Furthermore, in this embodiment, after the combustion device is ignited, until the combustion temperature sensor 35 reaches a predetermined temperature at which it is sufficiently heated, the desired air-fuel ratio is obtained according to the signal from the air flow rate detection device 31. The current value I applied to the proportional control valve 44 at
A current value greater than [A] by a certain amount i [A] is applied.

Next, the operation of the combustion control device of the present invention having the above configuration will be explained with reference to FIG.

When the user sets the temperature using the temperature setting means 11 and turns on a water flow switch (not shown), the ignition switch 12 is turned on, and the control circuit 50 is turned on together with the ignition device 26. Then, the ignition device 26 is activated, and the blower 36 supplies air according to the setting of the temperature setting means 11.

Then, in response to a signal from the air flow rate detection device 31, a current value that is i [A] larger than a current value I [A] for obtaining a desired air-fuel ratio is supplied to the proportional control valve 44.

On the other hand, when the operation detection device 21 detects the operation of the ignition device 26, the electromagnetic valve 43 is energized and the gas in the gas pipe 42 passes through the electromagnetic valve 43 and flows into the proportional control valve 44. At this time, the proportional control valve 44 has a current value I [A
] A current value that is i [A] larger than that is applied. Therefore, until the combustion temperature sensor 35 is sufficiently heated, the amount of gas to be supplied is larger than that required to obtain the desired air-fuel ratio according to the signal from the air flow rate detection device 37. Ru. However, at this time, since the burner plate 33 in the combustion box 20 is not sufficiently heated, the fluid resistance of the gas is small and the amount of air supplied is substantially increased. Therefore, even though the control circuit 50 provides more current to the proportional control valve 44, the actual air-fuel ratio can be close to the desired air-fuel ratio.

The air-fuel mixture that has flowed into the combustion box 20 is ignited by the ignition device 26 that is already in operation, and smooth ignition can be performed to achieve a desired air-fuel ratio.
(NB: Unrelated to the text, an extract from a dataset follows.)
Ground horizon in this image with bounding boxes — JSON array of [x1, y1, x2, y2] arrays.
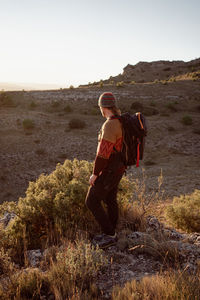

After the combustion device is ignited, when the combustion temperature sensor 35 is sufficiently heated, the proportional control valve 44, which had been energized by the control circuit 50 with a current value larger than i[Δ], receives a current value that obtains the desired air-fuel ratio. 1 [A] is energized, and the combustion device continues combustion under control to obtain a desired air-fuel ratio.

In this embodiment, depending on the setting of the temperature setting means 11, the combustion amount may be large or small, but in order to make the air-fuel ratio lower than the desired air-fuel ratio, the current value of the proportional control valve 44 is simply set to i [ The reason why the actual air-fuel ratio is close to the desired air-fuel ratio even though the current is energized by A] is as follows.
The following is explained based on Figure 3.

The air-fuel ratio is determined by the stoichiometric air-fuel ratio depending on the type of fuel, and in a gas combustion apparatus such as the present invention, the air-fuel ratio is generally set to λ, which has a large proportion of fuel.9 In the present invention, the blower 36 is Air is supplied according to the settings of the temperature setting means 11, and the proportional control valve 44 is controlled by the signal from the air blower 1 [detection device 31 to obtain a desired air-fuel ratio λ.

Now, in the combustion apparatus with the control circuit 50 set to the desired air-fuel ratio λ, the rotation speed N of the blower 36 during steady combustion is set to the desired air-fuel ratio λ.
The relationship between the current (2) and the current (2) to the proportional control valve 44 has a linear characteristic, as shown by the solid line A in FIG. The air-fuel ratio λ is represented by the slope of the solid line A. Here, point a indicates the current ■1 to the proportional control valve 44 for the rotation speed N1 of the blower 36 when the set temperature is low, and point a indicates the current to the proportional control valve 44 for the rotation speed N2 of the blower 36 when the set temperature is high. Let b be the point showing the current ■2.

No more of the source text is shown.